Liver tissue was homogenized in 0.75 ml TE buffer (10 mM Tris–HCl, pH 8.0, 0.1 M EDTA) containing 0.5% SDS, and the DNA isolated as previously described (Tao et al., 1998). Briefly, the homogenate was treated with DNase-free RNase (400 μg/ml) and proteinase K (200 μg/ml) and then extracted 3 times with phenol, once with phenol:chloroform (1:1), and finally with chloroform. The DNA was precipitated with cold ethanol containing 10 M ammonium acetate (10% volume), washed twice with 70% ethanol, and hydrolyzed in 100 μl of 12 M perchloric acid at 100°C for 1 h. After the addition of 230 μl of 6 M KOH, the precipitate was removed by centrifugation. The supernatant filtered through a 0.2 μm polypropylene syringe filter (Whatman Inc., Clifton, NJ) and analyzed using a Waters Model 510 HPLC system (Milford, MA) equipped with a Whatman Partisphere C18 column (4.6 × 250mm, 5 μm particle). The column was eluted for 15 min with an isocratic mobile phase of 100 mM ammonium acetate (pH 4.25) containing 0.5% acetonitrile. The flow rate was 2 ml/min and the detection wavelength was 280 nm. The retention time for cytosine, 5-MeC and guanine were 5.0, 6.5, and 7.4 min, respectively, with thymine and adenine eluted later. The percentage of cytosine present as 5-MeC was calculated from the peak areas using the formula, 5-MeC/(5-MeC + cytosine) × 100.
Methylation of the promoter region of the c-myc gene.
The methylation of the promoter region of the c-myc gene was evaluated using Hpa II restriction enzyme digestion followed by Southern blot analysis, as previously described (Tao et al., 1999Tao et al., 2000). Briefly, isolated DNA was dissolved in TE buffer and digested overnight with Hpa II (10 U/μg DNA) at 37°C. Hpa II does not cut CCGG sites when the internal cytosine is methylated. The digested DNA was electrophoresed on a 1% agarose gel. Equal loading of the gel was indicated by equal ethidium bromide fluorescence. The gels were washed with 2X SSC and transferred to Hybond™-N+ nylon membranes using a Model 785 vacuum blotter (Bio Rad Laboratories, Hercules, CA). The DNA was cross-linked by ultraviolet irradiation (UV Stratalinker Model 2400, Strategene, La Jolla, CA). The membranes were pre-hybridized at 42°C for 1 h in 20 ml of pre-hybridization solution (50% formamide, 5X Dehardt's Reagent, 6X SSPE, 10% dextran sulfate, 1% SDS, and 100 μg/ml denatured nonhomologous DNA). Random 32P-labeled c-myc probe (65 μg) was added to the pre-hybridization solution and hybridization continued for 12 h at 42°C. After hybridization, the membranes at 20-min intervals were stringently washed 5 times with 4X SSC containing 0.5% SDS at 65°C, 3 times with 2X SSC containing 0.5% SDS at 37°C, and finally once with 2X SSC at 37°C. The membranes were dried, sealed in plastic bags, and autoradiography-processed at –70°C with Kodak Biomax MR X-ray film, Kodak intensifying screens, and a Kodak M35A automatic film processor. Optical density of the autoradiograms was measured with a Scion Image Analysis System (Scion Corp., Frederick, MD).

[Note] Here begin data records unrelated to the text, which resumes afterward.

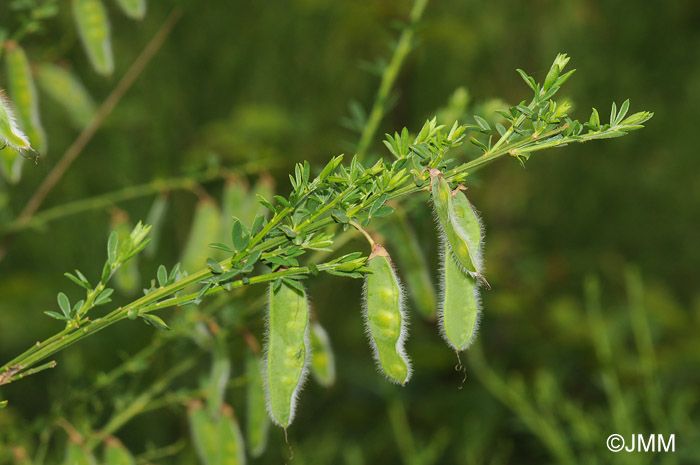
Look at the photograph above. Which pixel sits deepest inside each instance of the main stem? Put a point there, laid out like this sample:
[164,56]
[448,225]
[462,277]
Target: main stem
[153,301]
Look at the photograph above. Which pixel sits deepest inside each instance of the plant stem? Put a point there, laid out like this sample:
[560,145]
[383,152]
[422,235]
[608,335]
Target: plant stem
[111,198]
[141,402]
[403,47]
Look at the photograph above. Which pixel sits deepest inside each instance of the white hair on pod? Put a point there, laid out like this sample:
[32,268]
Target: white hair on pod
[403,329]
[12,123]
[304,370]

The c-myc probe was designed from the GeneBank database (GeneBank accession number, M1234) to contain the 1–1315 bp in the promoter region of the gene. The probe was produced by PCR amplification of mouse liver DNA using sense 5′-TCTAGAACCAATGCACAGAGCAAAAG-3′ and antisense 5′-GCCTCAGCCCGCAGTCCAGTACTCC-3′ primers.
Statistical analysis was performed using SigmaStat software version 2.03 (Jandel Corp., San Rafeal, CA). Body and organ weights, liver:bw ratio, liver toxicity, PCNA-LI, and DNA methylation were analyzed for statistical significance by an ANOVA followed by a Tukey or Dunnett's test with a p-value < 0.05.
Liver Weight and Toxicity
When administered by gavage, the trihalomethanes caused dose-dependent increases in the liver:bw ratio (Fig. 1). The order of efficacy was chlorodibromomethane > bromodichloromethane > chloroform > bromoform. When administered in drinking water, only chloroform significantly increased the liver:bw ratio (Fig. 2). Even though chloroform administered in drinking water resulted in a daily dose that was greater than the high-dose gavage (i.e., 2.83 and 2.18 mmol/kg, respectively), the increase in the liver:bw ratio was only similar to the low-dose gavage. Furthermore, the other trihalomethanes did not increase the liver:bw ratio, although the daily dose resulting from the drinking water exposure was at least equal to the low-dose gavage that significantly increased the ratio.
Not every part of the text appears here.